Valery Larbaud et Jacques Riviere, Correspondance Membre de l’Association internationale des amis de Valery Larbaud, vous avez édité entre autres travaux, la Correspondance de Valery Larbaud & Marcel Ray, (Gallimard, 1979-1980), la Correspondance d’André Gide & Valery Larbaud (Gallimard, 1989) et tout récemment, aux éditions Claire Paulhan, Notes pour servir à ma biographie (an uneventful one) de Valery Larbaud ainsi que Correspondance 1912-1924 de Valery Larbaud & Jacques Rivière.
Comment est née cette "passion" pour Larbaud ?

Françoise Lioure : N’espérez pas que je vous dise : "Larbaud fut la révélation de mes 15 ans !"...Ni mes études, ni mes lectures ne me l’avaient fait connaître. Cette "passion" fut d’abord une chance. Après quelques années d’enseignement en lycée, j’ai été recrutée comme assistante à la Faculté des Lettres de Clermont-Ferrand, où mon mari était déjà en poste. L’enseignement supérieur demande à ses membres d’assurer un service de cours auprès des étudiants et parallèlement d’effectuer des travaux de recherche, principalement une thèse. Le directeur de l’Institut de français d’alors, Paul Viallaneix, spécialiste de Michelet, qui s’intéressait aussi à la littérature du 20e siècle et aux ressources de la région en ce domaine, m’a orientée vers l’oeuvre de Valery Larbaud. La bibliothèque personnelle de Larbaud, un grand nombre de correspondances à lui adressées, une partie de ses manuscrits, tout un trésor, étaient déposés à Vichy, dans un grand désordre jusqu’à l’arrivée de Monique Kuntz qui a vraiment recensé et organisé ce qui est maintenant le "Fonds Larbaud" et institué des Cahiers annuels rassemblant des études d’universitaires qui s’intéressaient à l’oeuvre de l’écrivain pour établir des liens entre les membres de l’association antérieurement fondée. Mes recherches ont été, au début, tâtonnantes, mais j’ai été séduite par le raffinement et la sensibilité subtile de cette oeuvre. En dépit de ces qualités que j’admirais - mais peut-être à cause d’elles - j’ai très vite abandonné l’idée de faire une thèse pour me consacrer à des travaux plus conformes, me semblait-il, à mes possibilités : participation aux colloques qui se sont réunis autour de l’oeuvre de l’écrivain (le dernier en date a eu lieu à Clermont en 2004, j’en ai assuré l’organisation avec un collègue de Saint-Étienne), articles dans les Cahiers annuels de l’Association des Amis de Larbaud et éditions de correspondances. Cette dernière activité avait à mes yeux l’intérêt de découvrir "l’arrière-plan", événementiel, psychologique et culturel de l’oeuvre de Larbaud et d’offrir une ouverture sur la littérature qui lui était contemporaine et même sur son temps. Ces éditions, qui m’ont toutes été proposées, sont aussi des chances qui ont pu nourrir cette "passion".

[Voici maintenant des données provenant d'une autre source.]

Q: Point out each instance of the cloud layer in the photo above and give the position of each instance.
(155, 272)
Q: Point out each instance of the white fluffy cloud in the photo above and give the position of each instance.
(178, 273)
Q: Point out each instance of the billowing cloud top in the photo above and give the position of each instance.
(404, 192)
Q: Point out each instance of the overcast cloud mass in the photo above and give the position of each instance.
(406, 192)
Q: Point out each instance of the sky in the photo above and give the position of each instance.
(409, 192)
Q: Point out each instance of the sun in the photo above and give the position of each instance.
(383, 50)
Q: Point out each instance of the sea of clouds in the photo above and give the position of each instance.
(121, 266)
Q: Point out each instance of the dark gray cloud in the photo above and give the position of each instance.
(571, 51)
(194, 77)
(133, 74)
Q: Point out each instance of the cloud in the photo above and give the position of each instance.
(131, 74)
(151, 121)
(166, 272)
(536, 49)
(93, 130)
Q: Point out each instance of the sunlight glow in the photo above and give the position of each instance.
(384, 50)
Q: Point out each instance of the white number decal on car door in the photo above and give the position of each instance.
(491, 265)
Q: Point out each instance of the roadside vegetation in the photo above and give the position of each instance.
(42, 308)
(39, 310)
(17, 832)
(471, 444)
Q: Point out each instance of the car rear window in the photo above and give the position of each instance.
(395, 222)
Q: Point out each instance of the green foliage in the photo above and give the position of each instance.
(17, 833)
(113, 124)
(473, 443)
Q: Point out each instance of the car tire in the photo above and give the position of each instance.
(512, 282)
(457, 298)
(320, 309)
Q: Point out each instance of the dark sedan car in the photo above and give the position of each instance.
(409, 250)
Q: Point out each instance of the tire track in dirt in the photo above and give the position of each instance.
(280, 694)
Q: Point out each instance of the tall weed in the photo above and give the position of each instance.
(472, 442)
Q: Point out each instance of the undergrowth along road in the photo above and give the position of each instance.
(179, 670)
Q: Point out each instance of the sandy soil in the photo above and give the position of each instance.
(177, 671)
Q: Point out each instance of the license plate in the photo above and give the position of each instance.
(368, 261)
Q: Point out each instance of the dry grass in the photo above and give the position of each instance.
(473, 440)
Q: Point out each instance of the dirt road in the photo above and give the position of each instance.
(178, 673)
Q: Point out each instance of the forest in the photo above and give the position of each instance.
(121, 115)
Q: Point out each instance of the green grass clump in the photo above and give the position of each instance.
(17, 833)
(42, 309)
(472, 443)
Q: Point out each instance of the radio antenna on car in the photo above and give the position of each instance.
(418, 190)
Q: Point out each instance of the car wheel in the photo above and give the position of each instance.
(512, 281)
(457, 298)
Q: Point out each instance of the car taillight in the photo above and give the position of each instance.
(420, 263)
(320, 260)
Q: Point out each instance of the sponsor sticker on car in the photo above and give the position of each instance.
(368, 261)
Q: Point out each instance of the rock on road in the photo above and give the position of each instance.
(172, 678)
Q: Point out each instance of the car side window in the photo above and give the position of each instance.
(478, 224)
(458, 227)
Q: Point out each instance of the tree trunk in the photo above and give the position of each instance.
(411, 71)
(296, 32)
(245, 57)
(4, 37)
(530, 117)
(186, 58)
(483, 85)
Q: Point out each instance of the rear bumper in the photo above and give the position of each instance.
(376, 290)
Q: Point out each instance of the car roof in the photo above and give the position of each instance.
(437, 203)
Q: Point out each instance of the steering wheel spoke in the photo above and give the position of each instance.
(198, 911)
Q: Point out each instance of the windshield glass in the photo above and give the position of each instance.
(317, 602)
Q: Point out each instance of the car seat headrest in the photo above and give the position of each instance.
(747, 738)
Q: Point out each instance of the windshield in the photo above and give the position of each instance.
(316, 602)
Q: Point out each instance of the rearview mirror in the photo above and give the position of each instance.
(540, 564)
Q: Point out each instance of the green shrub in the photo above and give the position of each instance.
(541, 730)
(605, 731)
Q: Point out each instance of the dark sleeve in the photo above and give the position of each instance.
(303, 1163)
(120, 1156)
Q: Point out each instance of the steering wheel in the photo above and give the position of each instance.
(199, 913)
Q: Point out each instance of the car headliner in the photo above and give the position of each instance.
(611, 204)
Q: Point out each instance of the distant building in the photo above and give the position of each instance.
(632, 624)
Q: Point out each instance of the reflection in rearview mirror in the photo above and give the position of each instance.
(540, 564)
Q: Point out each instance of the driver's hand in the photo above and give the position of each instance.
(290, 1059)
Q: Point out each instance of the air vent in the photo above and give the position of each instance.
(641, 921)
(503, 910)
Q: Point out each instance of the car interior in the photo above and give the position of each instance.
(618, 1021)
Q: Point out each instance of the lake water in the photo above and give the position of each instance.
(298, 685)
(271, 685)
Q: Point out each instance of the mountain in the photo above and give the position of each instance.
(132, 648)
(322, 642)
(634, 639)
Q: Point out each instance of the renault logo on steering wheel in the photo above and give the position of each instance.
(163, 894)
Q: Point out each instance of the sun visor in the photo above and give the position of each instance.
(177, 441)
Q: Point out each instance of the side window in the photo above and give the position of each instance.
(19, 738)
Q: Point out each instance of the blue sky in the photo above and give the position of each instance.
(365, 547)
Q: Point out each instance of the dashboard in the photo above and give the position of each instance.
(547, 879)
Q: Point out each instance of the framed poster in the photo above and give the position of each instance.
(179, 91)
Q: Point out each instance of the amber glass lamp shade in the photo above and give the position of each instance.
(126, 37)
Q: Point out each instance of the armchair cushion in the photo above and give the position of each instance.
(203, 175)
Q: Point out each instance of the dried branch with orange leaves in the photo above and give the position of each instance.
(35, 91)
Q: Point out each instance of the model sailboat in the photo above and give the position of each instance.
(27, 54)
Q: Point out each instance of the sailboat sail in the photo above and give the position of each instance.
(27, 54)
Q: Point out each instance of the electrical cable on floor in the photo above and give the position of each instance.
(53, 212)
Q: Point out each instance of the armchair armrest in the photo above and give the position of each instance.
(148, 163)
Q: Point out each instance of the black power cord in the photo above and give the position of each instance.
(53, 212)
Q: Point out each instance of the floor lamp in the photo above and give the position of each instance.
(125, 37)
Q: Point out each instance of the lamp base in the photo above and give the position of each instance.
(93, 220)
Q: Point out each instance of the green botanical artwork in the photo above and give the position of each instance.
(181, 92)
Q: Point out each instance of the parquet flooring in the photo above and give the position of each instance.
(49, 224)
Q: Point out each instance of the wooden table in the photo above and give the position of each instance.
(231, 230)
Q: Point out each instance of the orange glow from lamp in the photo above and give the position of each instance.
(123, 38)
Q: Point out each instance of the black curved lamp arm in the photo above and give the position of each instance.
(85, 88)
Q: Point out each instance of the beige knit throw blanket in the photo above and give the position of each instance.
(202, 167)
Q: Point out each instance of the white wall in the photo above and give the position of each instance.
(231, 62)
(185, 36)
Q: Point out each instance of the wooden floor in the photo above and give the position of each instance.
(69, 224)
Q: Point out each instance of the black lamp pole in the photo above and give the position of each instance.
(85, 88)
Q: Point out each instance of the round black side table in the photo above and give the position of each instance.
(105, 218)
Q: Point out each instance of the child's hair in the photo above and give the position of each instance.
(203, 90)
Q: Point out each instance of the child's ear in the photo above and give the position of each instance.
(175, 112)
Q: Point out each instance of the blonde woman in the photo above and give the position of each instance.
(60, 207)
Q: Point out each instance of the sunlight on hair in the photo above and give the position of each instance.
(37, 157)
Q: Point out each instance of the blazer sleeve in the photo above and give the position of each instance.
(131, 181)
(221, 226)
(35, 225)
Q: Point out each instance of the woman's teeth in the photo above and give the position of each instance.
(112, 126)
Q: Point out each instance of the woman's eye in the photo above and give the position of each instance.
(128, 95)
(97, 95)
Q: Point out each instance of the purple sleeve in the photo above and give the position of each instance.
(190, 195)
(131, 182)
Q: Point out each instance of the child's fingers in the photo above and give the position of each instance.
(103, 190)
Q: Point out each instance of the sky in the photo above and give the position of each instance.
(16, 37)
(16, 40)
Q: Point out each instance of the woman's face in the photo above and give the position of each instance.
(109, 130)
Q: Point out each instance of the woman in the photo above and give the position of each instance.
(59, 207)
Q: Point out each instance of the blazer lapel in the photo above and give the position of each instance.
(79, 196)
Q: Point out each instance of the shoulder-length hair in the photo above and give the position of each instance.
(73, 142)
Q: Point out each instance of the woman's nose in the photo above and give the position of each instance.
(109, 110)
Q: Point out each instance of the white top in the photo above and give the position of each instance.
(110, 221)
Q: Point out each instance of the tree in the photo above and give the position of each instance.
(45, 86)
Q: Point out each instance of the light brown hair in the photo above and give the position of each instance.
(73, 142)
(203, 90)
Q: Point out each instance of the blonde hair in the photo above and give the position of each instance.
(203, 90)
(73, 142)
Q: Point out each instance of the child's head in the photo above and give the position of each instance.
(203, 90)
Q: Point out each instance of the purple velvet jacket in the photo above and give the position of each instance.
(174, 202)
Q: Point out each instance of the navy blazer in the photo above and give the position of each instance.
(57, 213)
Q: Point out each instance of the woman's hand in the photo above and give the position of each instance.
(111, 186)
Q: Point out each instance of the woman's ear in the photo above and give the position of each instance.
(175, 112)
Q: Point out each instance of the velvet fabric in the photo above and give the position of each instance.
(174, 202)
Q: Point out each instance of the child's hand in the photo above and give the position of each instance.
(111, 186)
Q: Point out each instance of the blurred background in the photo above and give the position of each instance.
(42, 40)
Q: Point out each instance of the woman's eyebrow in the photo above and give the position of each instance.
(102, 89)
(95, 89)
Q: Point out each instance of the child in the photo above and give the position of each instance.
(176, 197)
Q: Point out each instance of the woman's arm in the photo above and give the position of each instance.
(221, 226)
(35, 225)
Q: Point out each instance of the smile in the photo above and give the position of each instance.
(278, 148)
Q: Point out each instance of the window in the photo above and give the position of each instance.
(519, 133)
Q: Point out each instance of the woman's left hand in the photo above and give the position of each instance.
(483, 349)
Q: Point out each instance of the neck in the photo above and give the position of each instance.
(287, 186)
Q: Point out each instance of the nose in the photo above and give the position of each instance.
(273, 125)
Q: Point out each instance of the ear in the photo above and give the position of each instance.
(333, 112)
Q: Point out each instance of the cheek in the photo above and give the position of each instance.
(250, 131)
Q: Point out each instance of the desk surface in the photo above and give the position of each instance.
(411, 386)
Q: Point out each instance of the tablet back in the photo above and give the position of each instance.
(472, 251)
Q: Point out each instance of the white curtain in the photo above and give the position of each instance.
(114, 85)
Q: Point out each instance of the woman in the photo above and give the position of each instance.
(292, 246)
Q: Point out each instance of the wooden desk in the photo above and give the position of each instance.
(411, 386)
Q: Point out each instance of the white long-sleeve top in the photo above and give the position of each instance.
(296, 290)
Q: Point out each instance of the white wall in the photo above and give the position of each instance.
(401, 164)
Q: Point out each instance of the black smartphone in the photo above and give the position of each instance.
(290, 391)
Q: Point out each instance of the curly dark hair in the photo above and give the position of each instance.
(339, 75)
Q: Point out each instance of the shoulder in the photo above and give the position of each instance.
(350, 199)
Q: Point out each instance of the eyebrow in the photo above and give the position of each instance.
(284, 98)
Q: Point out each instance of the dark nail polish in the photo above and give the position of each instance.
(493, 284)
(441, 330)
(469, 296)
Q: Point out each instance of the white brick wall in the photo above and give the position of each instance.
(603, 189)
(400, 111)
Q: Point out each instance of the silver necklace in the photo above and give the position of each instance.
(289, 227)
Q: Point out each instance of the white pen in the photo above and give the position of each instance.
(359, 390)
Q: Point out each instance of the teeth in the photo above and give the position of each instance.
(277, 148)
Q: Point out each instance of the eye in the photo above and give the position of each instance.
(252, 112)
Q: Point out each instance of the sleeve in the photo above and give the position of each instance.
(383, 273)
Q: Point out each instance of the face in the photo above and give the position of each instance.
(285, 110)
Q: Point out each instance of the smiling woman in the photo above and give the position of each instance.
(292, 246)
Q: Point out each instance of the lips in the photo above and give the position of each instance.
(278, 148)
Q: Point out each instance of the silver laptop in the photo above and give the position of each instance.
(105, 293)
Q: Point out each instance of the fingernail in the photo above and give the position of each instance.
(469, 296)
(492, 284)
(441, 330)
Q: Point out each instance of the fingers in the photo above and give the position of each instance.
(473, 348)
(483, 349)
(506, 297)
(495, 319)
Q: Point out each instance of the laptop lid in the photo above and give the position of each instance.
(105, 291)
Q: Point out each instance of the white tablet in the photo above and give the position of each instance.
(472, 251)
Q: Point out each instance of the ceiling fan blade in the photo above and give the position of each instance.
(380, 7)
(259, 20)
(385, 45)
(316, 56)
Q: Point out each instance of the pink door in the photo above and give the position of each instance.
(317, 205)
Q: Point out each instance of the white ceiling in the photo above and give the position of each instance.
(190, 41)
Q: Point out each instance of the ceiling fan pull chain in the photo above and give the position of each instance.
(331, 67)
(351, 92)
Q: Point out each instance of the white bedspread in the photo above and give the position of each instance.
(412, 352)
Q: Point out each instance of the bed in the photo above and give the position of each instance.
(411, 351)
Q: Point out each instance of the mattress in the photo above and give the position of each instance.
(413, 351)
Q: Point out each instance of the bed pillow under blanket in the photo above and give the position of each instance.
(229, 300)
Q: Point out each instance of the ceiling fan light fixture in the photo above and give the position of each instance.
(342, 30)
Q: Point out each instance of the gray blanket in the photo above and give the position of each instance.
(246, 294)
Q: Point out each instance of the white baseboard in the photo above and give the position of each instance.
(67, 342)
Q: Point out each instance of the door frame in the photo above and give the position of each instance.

Comment s’est organisé le travail éditorial pour la publication des lettres entre Valery Larbaud & Jacques Rivière ?

Françoise Lioure : Les lettres de Jacques Rivière appartiennent au Fonds Larbaud de Vichy, celles de Larbaud sont la propriété d’Alain Rivière. J’ai travaillé à partir de la photocopie des lettres des deux correspondants faite par Claire Paulhan qui m’a fourni en outre quelques lettres de Larbaud qui étaient conservées dans les archives Paulhan et des documents issus de ces archives qui m’ont permis d’éclairer l’annotation. Le travail s’est fait en étroite collaboration : Claire Paulhan a relu très soigneusement une première version de l’annotation, puis une seconde, corrigeant des erreurs, demandant des précisions et des remaniements, faisant des suggestions. Au sujet de la forme et du fond, elle a exercé une grande vigilance et manifesté une exigence, très salutaire, attentions auxquelles le livre doit beaucoup.

Avec Claire Paulhan, vous avez également participé à la naissance du livre, à sa fabrication...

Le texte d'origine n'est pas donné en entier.